Le seuil de prévalence pour que le dépistage des sténoses carotides asymptomatiques soit rentable a été estimé à 20% (1), on en est loin dans ces études en population générale !

Le second article, Song P. et al, évalue également la prévalence des lésions d’athérosclérose
carotide via une méta-analyse ,mais réalisée à partir d’une large revue systématique de la
littérature jusqu’en mai 2019 (sans restriction de pays, de continent ni de langage) et en
ajoutant aux sténoses carotides l’augmentation de l’épaisseur intima-média (IMT) et les
plaques non-sténosantes. Les données ont été étendues à la population mondiale en 2000,
2015 et 2020. Pour être éligibles, les études devaient avoir été réalisées en population générale sur des sujets asymptomatiques (30-79 ans) et l’examen ultrasonique devait avoir comportél’examen des deux axes carotidiens et avoir été conforme aux consensus 2016. Une
augmentation de l’IMT était définie par une IMT ≥ 1 mm, une plaque comme une augmentation focale de l’IMT > 1.5 mm ou d’au moins 50% par rapport à l’IMT alentour, une sténose commune lésion focale réduisant le calibre in situ d’au moins 50%.

8632 articles ont été identifiés, 515 étaient éligibles, 59 articles couvrant 21 pays ont été inclus (25 traitant de l’IMT, 34 des plaques carotides, 16 des sténoses carotides).
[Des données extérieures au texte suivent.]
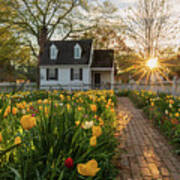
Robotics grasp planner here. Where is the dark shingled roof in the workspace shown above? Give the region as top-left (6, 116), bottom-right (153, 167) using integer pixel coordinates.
top-left (40, 40), bottom-right (92, 65)
top-left (91, 50), bottom-right (114, 67)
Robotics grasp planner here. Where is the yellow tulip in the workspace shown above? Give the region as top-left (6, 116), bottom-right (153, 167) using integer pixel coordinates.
top-left (67, 104), bottom-right (71, 110)
top-left (4, 106), bottom-right (11, 117)
top-left (75, 121), bottom-right (80, 126)
top-left (37, 99), bottom-right (42, 104)
top-left (78, 106), bottom-right (82, 111)
top-left (99, 118), bottom-right (104, 126)
top-left (90, 136), bottom-right (97, 146)
top-left (175, 113), bottom-right (179, 117)
top-left (77, 159), bottom-right (100, 177)
top-left (92, 126), bottom-right (102, 137)
top-left (14, 136), bottom-right (21, 144)
top-left (20, 115), bottom-right (36, 130)
top-left (12, 107), bottom-right (18, 115)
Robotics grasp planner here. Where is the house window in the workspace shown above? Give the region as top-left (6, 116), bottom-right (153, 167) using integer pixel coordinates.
top-left (50, 44), bottom-right (58, 60)
top-left (74, 69), bottom-right (80, 80)
top-left (74, 44), bottom-right (82, 59)
top-left (47, 68), bottom-right (58, 80)
top-left (70, 68), bottom-right (83, 81)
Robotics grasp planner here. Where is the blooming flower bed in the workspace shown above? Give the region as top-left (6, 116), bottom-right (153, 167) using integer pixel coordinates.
top-left (119, 90), bottom-right (180, 154)
top-left (0, 91), bottom-right (117, 180)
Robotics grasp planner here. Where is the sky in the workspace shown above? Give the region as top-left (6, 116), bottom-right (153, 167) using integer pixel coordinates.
top-left (110, 0), bottom-right (180, 15)
top-left (100, 0), bottom-right (180, 47)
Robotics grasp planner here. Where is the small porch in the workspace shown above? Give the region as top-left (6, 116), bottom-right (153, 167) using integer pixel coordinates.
top-left (91, 68), bottom-right (114, 89)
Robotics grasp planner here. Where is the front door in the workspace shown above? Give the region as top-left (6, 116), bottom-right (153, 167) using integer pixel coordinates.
top-left (94, 73), bottom-right (101, 87)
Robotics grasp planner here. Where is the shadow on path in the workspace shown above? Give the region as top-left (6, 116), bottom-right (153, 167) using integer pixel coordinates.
top-left (115, 97), bottom-right (180, 180)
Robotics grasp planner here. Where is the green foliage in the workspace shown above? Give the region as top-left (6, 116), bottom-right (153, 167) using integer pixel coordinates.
top-left (0, 91), bottom-right (117, 180)
top-left (122, 90), bottom-right (180, 154)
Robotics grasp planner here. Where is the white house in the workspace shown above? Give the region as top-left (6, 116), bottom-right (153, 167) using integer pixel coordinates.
top-left (39, 40), bottom-right (114, 89)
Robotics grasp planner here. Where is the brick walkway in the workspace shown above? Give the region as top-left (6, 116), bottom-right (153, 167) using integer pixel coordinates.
top-left (115, 97), bottom-right (180, 180)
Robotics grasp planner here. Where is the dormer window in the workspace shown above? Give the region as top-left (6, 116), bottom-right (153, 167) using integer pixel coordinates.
top-left (50, 44), bottom-right (58, 60)
top-left (74, 44), bottom-right (82, 59)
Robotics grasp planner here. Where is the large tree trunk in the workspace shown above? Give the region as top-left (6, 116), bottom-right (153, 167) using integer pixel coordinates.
top-left (36, 26), bottom-right (48, 88)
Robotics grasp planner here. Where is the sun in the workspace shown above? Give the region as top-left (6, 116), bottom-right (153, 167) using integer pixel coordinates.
top-left (146, 58), bottom-right (158, 70)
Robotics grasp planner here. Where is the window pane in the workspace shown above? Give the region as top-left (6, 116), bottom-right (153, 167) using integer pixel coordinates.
top-left (49, 69), bottom-right (56, 78)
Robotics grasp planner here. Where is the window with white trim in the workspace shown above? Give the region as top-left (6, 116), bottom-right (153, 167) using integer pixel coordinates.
top-left (73, 69), bottom-right (80, 80)
top-left (74, 44), bottom-right (82, 59)
top-left (49, 68), bottom-right (56, 79)
top-left (50, 44), bottom-right (58, 60)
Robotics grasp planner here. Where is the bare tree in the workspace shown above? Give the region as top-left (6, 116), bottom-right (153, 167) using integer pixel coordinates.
top-left (122, 0), bottom-right (180, 58)
top-left (2, 0), bottom-right (90, 84)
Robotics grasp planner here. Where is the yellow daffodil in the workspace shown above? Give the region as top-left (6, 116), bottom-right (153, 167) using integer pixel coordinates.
top-left (77, 159), bottom-right (100, 177)
top-left (20, 115), bottom-right (36, 130)
top-left (90, 136), bottom-right (97, 146)
top-left (92, 126), bottom-right (102, 137)
top-left (14, 136), bottom-right (21, 144)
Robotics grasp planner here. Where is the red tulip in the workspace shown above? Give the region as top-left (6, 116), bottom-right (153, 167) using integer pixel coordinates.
top-left (64, 157), bottom-right (74, 168)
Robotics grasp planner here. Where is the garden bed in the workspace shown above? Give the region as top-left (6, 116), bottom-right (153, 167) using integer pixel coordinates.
top-left (0, 91), bottom-right (117, 180)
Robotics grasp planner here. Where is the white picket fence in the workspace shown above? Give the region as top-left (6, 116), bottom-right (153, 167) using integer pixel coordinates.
top-left (114, 81), bottom-right (180, 95)
top-left (0, 81), bottom-right (180, 95)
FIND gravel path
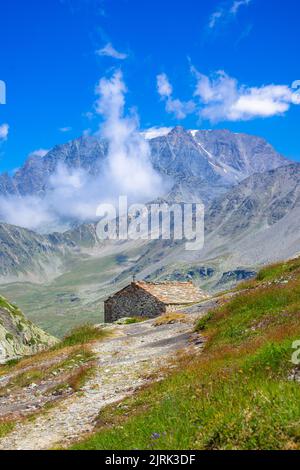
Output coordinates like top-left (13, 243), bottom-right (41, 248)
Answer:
top-left (0, 309), bottom-right (202, 450)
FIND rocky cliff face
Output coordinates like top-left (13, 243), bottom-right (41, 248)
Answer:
top-left (0, 127), bottom-right (289, 206)
top-left (0, 296), bottom-right (57, 363)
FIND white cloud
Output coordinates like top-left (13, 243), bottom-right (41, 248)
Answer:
top-left (59, 127), bottom-right (72, 133)
top-left (96, 42), bottom-right (128, 60)
top-left (141, 127), bottom-right (172, 140)
top-left (192, 68), bottom-right (300, 122)
top-left (96, 71), bottom-right (163, 201)
top-left (0, 72), bottom-right (169, 232)
top-left (0, 124), bottom-right (9, 141)
top-left (230, 0), bottom-right (252, 15)
top-left (208, 0), bottom-right (252, 29)
top-left (156, 73), bottom-right (195, 120)
top-left (157, 73), bottom-right (173, 98)
top-left (29, 149), bottom-right (50, 158)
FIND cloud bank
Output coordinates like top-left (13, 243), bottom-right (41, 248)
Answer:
top-left (0, 124), bottom-right (9, 142)
top-left (96, 42), bottom-right (128, 60)
top-left (0, 71), bottom-right (167, 232)
top-left (208, 0), bottom-right (252, 30)
top-left (192, 68), bottom-right (300, 123)
top-left (156, 73), bottom-right (195, 120)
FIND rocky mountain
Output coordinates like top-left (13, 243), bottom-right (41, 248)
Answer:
top-left (107, 164), bottom-right (300, 288)
top-left (0, 127), bottom-right (288, 206)
top-left (0, 223), bottom-right (68, 282)
top-left (0, 296), bottom-right (57, 363)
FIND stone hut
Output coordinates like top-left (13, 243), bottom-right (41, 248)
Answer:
top-left (104, 281), bottom-right (208, 323)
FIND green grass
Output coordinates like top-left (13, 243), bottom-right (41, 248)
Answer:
top-left (54, 324), bottom-right (108, 349)
top-left (72, 260), bottom-right (300, 450)
top-left (0, 421), bottom-right (15, 439)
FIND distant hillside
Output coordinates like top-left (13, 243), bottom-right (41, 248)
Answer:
top-left (0, 127), bottom-right (289, 207)
top-left (0, 296), bottom-right (56, 363)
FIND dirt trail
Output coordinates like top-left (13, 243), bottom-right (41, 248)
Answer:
top-left (0, 308), bottom-right (205, 450)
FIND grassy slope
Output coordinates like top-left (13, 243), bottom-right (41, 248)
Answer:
top-left (0, 256), bottom-right (122, 338)
top-left (0, 324), bottom-right (109, 438)
top-left (74, 259), bottom-right (300, 449)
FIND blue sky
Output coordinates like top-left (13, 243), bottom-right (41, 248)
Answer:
top-left (0, 0), bottom-right (300, 171)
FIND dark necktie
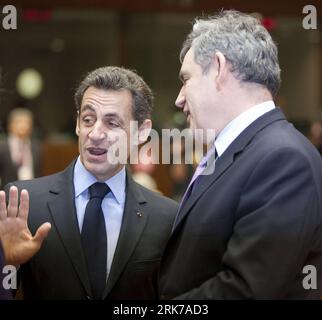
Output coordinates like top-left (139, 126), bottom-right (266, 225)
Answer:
top-left (172, 148), bottom-right (218, 230)
top-left (82, 182), bottom-right (110, 299)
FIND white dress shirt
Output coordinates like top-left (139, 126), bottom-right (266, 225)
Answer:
top-left (74, 157), bottom-right (126, 277)
top-left (215, 100), bottom-right (275, 157)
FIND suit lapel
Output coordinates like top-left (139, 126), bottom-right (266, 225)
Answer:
top-left (173, 108), bottom-right (285, 233)
top-left (48, 162), bottom-right (91, 295)
top-left (104, 171), bottom-right (148, 297)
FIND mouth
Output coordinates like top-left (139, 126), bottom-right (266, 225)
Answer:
top-left (86, 147), bottom-right (107, 159)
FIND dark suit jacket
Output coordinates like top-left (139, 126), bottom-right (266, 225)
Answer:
top-left (160, 108), bottom-right (322, 299)
top-left (8, 163), bottom-right (177, 300)
top-left (0, 140), bottom-right (42, 188)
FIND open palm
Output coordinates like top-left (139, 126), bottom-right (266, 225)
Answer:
top-left (0, 186), bottom-right (51, 266)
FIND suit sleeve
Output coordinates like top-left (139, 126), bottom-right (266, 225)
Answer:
top-left (177, 148), bottom-right (322, 299)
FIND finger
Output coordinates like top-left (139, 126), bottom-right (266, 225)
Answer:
top-left (8, 186), bottom-right (18, 217)
top-left (18, 189), bottom-right (29, 221)
top-left (33, 222), bottom-right (51, 247)
top-left (0, 191), bottom-right (7, 220)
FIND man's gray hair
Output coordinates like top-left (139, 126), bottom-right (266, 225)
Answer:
top-left (74, 66), bottom-right (153, 125)
top-left (180, 10), bottom-right (281, 97)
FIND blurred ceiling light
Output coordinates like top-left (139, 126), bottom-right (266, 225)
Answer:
top-left (16, 68), bottom-right (43, 99)
top-left (50, 38), bottom-right (65, 53)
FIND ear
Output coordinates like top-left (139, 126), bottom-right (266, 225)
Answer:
top-left (75, 112), bottom-right (79, 136)
top-left (214, 51), bottom-right (229, 90)
top-left (138, 119), bottom-right (152, 144)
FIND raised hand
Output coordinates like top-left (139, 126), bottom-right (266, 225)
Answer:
top-left (0, 186), bottom-right (51, 266)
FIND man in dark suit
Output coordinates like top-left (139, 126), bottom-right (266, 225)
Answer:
top-left (2, 67), bottom-right (177, 299)
top-left (0, 108), bottom-right (41, 187)
top-left (160, 10), bottom-right (322, 299)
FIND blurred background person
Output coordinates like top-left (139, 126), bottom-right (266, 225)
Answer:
top-left (0, 108), bottom-right (41, 187)
top-left (131, 146), bottom-right (160, 192)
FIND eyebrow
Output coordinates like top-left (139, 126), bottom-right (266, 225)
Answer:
top-left (178, 71), bottom-right (188, 82)
top-left (80, 104), bottom-right (95, 113)
top-left (81, 104), bottom-right (124, 125)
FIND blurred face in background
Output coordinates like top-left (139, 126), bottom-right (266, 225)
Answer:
top-left (8, 114), bottom-right (33, 139)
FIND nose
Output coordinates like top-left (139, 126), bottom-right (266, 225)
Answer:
top-left (88, 121), bottom-right (107, 141)
top-left (175, 87), bottom-right (186, 109)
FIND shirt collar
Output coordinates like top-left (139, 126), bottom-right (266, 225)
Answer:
top-left (74, 157), bottom-right (126, 204)
top-left (215, 100), bottom-right (275, 157)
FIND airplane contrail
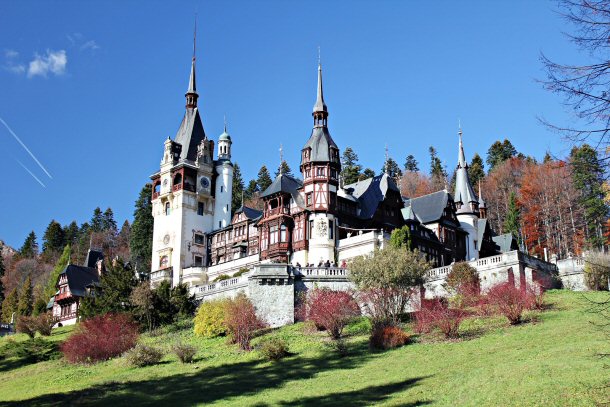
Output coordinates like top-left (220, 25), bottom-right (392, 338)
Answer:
top-left (15, 161), bottom-right (47, 188)
top-left (0, 117), bottom-right (53, 179)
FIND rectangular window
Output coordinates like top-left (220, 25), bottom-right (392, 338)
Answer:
top-left (269, 226), bottom-right (278, 244)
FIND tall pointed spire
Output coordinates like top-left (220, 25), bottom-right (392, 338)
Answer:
top-left (458, 125), bottom-right (468, 168)
top-left (453, 126), bottom-right (479, 214)
top-left (185, 17), bottom-right (199, 109)
top-left (312, 47), bottom-right (328, 127)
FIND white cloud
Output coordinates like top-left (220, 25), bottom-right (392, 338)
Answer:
top-left (28, 49), bottom-right (68, 78)
top-left (4, 49), bottom-right (19, 59)
top-left (80, 40), bottom-right (100, 51)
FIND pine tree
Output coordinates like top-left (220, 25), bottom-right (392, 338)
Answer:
top-left (381, 157), bottom-right (402, 181)
top-left (570, 144), bottom-right (608, 247)
top-left (42, 220), bottom-right (65, 256)
top-left (2, 287), bottom-right (19, 323)
top-left (358, 168), bottom-right (375, 181)
top-left (428, 146), bottom-right (447, 190)
top-left (341, 147), bottom-right (362, 185)
top-left (275, 160), bottom-right (294, 177)
top-left (102, 208), bottom-right (118, 233)
top-left (468, 153), bottom-right (485, 189)
top-left (231, 163), bottom-right (244, 213)
top-left (504, 191), bottom-right (521, 243)
top-left (0, 249), bottom-right (5, 305)
top-left (43, 245), bottom-right (71, 301)
top-left (487, 139), bottom-right (519, 172)
top-left (73, 222), bottom-right (93, 264)
top-left (244, 179), bottom-right (259, 200)
top-left (256, 165), bottom-right (272, 192)
top-left (91, 206), bottom-right (104, 232)
top-left (405, 154), bottom-right (419, 172)
top-left (129, 184), bottom-right (154, 272)
top-left (19, 231), bottom-right (38, 259)
top-left (17, 276), bottom-right (34, 316)
top-left (64, 221), bottom-right (79, 246)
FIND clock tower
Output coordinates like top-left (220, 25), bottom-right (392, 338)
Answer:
top-left (301, 64), bottom-right (341, 264)
top-left (151, 36), bottom-right (233, 286)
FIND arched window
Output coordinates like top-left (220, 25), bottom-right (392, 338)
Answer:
top-left (159, 256), bottom-right (169, 269)
top-left (174, 174), bottom-right (182, 185)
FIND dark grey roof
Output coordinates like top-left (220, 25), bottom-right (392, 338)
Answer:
top-left (84, 249), bottom-right (104, 268)
top-left (62, 264), bottom-right (100, 297)
top-left (405, 190), bottom-right (451, 223)
top-left (303, 126), bottom-right (339, 162)
top-left (235, 205), bottom-right (263, 219)
top-left (400, 206), bottom-right (420, 222)
top-left (261, 174), bottom-right (304, 208)
top-left (491, 233), bottom-right (517, 253)
top-left (174, 107), bottom-right (205, 161)
top-left (343, 174), bottom-right (400, 219)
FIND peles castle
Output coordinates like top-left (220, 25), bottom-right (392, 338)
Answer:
top-left (150, 43), bottom-right (554, 325)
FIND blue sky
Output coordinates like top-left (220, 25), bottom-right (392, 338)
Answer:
top-left (0, 1), bottom-right (582, 247)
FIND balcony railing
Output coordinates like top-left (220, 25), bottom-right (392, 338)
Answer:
top-left (293, 267), bottom-right (349, 277)
top-left (55, 291), bottom-right (72, 301)
top-left (150, 267), bottom-right (172, 282)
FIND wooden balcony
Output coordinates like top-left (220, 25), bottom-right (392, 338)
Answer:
top-left (55, 291), bottom-right (72, 302)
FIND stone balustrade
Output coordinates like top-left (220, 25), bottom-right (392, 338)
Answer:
top-left (150, 267), bottom-right (172, 284)
top-left (191, 273), bottom-right (250, 298)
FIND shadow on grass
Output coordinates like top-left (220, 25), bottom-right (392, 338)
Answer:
top-left (0, 338), bottom-right (60, 372)
top-left (0, 342), bottom-right (432, 406)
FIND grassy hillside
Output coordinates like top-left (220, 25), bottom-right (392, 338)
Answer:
top-left (0, 291), bottom-right (609, 406)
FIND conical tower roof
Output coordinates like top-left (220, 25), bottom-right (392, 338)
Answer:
top-left (453, 128), bottom-right (479, 213)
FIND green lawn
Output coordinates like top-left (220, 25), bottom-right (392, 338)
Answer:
top-left (0, 291), bottom-right (610, 406)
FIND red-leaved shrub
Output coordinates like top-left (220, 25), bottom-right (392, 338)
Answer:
top-left (370, 325), bottom-right (409, 349)
top-left (306, 289), bottom-right (360, 339)
top-left (225, 294), bottom-right (266, 350)
top-left (527, 282), bottom-right (544, 309)
top-left (415, 298), bottom-right (466, 338)
top-left (61, 314), bottom-right (138, 363)
top-left (487, 282), bottom-right (530, 325)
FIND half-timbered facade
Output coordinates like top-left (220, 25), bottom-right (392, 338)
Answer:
top-left (49, 250), bottom-right (104, 325)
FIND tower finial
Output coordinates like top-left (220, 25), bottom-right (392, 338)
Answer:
top-left (383, 143), bottom-right (390, 175)
top-left (312, 47), bottom-right (328, 127)
top-left (185, 13), bottom-right (199, 109)
top-left (193, 13), bottom-right (197, 61)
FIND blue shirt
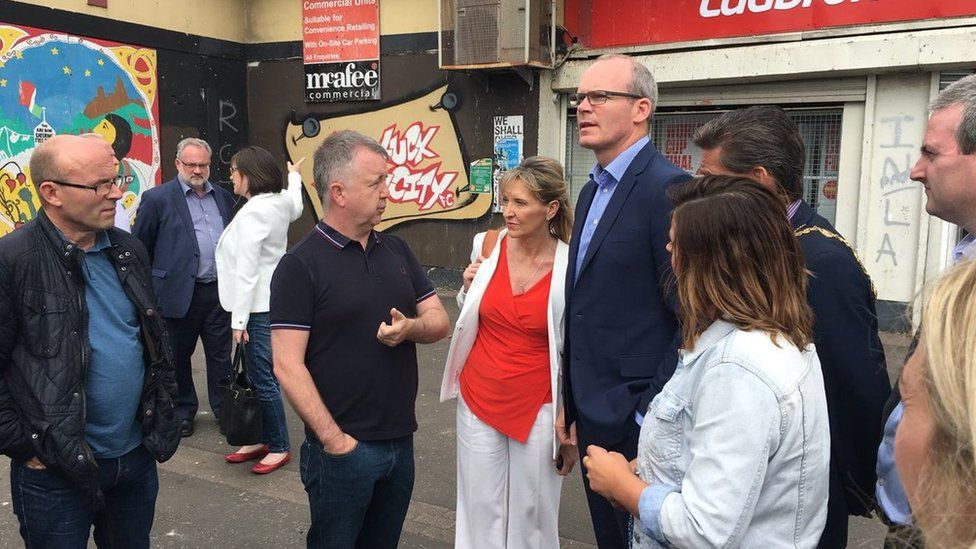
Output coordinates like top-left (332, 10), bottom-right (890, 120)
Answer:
top-left (81, 232), bottom-right (145, 459)
top-left (576, 136), bottom-right (650, 279)
top-left (179, 177), bottom-right (224, 282)
top-left (874, 402), bottom-right (912, 524)
top-left (874, 231), bottom-right (976, 524)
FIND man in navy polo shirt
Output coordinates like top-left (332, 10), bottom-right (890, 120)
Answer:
top-left (271, 131), bottom-right (448, 549)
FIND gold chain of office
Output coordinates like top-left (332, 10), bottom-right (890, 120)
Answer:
top-left (793, 225), bottom-right (878, 299)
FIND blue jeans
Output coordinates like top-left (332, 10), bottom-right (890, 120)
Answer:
top-left (244, 313), bottom-right (291, 453)
top-left (301, 435), bottom-right (414, 549)
top-left (10, 446), bottom-right (159, 549)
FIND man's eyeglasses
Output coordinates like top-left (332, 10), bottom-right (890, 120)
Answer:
top-left (569, 90), bottom-right (644, 109)
top-left (176, 158), bottom-right (210, 171)
top-left (50, 175), bottom-right (128, 196)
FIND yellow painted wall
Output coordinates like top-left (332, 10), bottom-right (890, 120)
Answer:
top-left (15, 0), bottom-right (248, 42)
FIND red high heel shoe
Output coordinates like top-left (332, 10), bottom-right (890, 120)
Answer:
top-left (251, 452), bottom-right (291, 475)
top-left (224, 444), bottom-right (268, 463)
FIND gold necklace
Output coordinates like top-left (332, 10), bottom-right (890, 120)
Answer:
top-left (519, 240), bottom-right (549, 294)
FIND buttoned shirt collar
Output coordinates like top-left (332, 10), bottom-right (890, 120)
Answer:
top-left (176, 175), bottom-right (213, 195)
top-left (952, 234), bottom-right (976, 263)
top-left (590, 135), bottom-right (650, 187)
top-left (315, 221), bottom-right (381, 250)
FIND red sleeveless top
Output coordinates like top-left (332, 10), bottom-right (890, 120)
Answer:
top-left (460, 239), bottom-right (552, 442)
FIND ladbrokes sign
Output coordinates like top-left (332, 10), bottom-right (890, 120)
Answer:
top-left (302, 0), bottom-right (380, 102)
top-left (565, 0), bottom-right (976, 48)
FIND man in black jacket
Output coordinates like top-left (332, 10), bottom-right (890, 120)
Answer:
top-left (0, 135), bottom-right (179, 548)
top-left (694, 107), bottom-right (891, 549)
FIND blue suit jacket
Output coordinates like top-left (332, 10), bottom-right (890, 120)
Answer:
top-left (563, 143), bottom-right (689, 450)
top-left (791, 202), bottom-right (891, 520)
top-left (132, 179), bottom-right (234, 318)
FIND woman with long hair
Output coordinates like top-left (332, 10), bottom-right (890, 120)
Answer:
top-left (216, 147), bottom-right (304, 474)
top-left (583, 176), bottom-right (830, 549)
top-left (441, 156), bottom-right (578, 549)
top-left (895, 261), bottom-right (976, 549)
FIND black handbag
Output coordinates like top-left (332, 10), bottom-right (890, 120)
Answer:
top-left (217, 343), bottom-right (263, 446)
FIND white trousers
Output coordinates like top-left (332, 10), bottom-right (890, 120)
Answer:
top-left (454, 395), bottom-right (562, 549)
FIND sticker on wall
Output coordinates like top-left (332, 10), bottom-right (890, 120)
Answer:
top-left (491, 115), bottom-right (525, 213)
top-left (0, 23), bottom-right (160, 236)
top-left (285, 86), bottom-right (491, 231)
top-left (469, 158), bottom-right (491, 194)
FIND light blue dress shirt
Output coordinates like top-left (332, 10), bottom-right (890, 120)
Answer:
top-left (81, 232), bottom-right (145, 459)
top-left (874, 231), bottom-right (976, 524)
top-left (180, 177), bottom-right (224, 282)
top-left (574, 136), bottom-right (650, 281)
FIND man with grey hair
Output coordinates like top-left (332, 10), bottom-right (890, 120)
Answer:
top-left (132, 137), bottom-right (234, 436)
top-left (0, 135), bottom-right (180, 548)
top-left (875, 74), bottom-right (976, 548)
top-left (271, 130), bottom-right (448, 549)
top-left (556, 55), bottom-right (690, 549)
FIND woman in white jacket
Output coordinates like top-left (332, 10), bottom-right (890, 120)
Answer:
top-left (216, 147), bottom-right (304, 474)
top-left (441, 156), bottom-right (578, 549)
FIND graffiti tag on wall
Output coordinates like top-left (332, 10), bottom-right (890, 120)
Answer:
top-left (0, 23), bottom-right (160, 236)
top-left (285, 87), bottom-right (491, 231)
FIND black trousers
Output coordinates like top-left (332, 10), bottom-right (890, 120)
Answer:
top-left (576, 417), bottom-right (640, 549)
top-left (166, 281), bottom-right (232, 420)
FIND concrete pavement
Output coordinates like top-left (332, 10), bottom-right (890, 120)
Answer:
top-left (0, 293), bottom-right (907, 549)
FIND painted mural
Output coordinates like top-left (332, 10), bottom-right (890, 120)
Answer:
top-left (0, 23), bottom-right (160, 236)
top-left (285, 86), bottom-right (491, 231)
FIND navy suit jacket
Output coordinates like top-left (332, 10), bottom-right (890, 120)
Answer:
top-left (563, 143), bottom-right (690, 450)
top-left (132, 179), bottom-right (234, 318)
top-left (791, 202), bottom-right (891, 515)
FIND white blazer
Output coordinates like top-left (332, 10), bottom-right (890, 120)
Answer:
top-left (215, 172), bottom-right (303, 330)
top-left (441, 229), bottom-right (569, 458)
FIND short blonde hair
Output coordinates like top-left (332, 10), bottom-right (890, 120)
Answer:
top-left (914, 261), bottom-right (976, 548)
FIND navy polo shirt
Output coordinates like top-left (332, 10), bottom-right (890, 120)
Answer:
top-left (270, 222), bottom-right (434, 441)
top-left (81, 232), bottom-right (145, 459)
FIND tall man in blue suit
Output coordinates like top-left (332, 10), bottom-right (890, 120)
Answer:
top-left (556, 55), bottom-right (689, 549)
top-left (132, 137), bottom-right (234, 436)
top-left (694, 106), bottom-right (891, 549)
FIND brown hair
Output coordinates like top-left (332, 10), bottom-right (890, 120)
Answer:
top-left (230, 147), bottom-right (284, 196)
top-left (498, 156), bottom-right (573, 240)
top-left (669, 176), bottom-right (813, 349)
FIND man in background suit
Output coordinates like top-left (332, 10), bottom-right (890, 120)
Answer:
top-left (556, 55), bottom-right (689, 549)
top-left (694, 106), bottom-right (891, 549)
top-left (132, 137), bottom-right (234, 437)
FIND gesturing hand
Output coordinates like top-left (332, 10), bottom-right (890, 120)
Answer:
top-left (286, 156), bottom-right (305, 172)
top-left (376, 307), bottom-right (414, 347)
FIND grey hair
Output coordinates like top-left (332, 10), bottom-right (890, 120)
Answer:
top-left (929, 74), bottom-right (976, 154)
top-left (596, 53), bottom-right (657, 121)
top-left (312, 130), bottom-right (389, 207)
top-left (176, 137), bottom-right (213, 160)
Les résultats sont similaires à ceux de l’étude de de Weerd : en population générale, la
prévalence d’une IMT carotide ≥ 1 mm, de plaques carotides et de sténoses carotides
augmente clairement (de façon exponentielle) avec l’âge dans les deux sexes ; cette prévalence est plus élevée chez l’homme que chez la femme, elle augmente également avec les facteurs de risque CV (particulièrement tabagisme, HTA et diabète).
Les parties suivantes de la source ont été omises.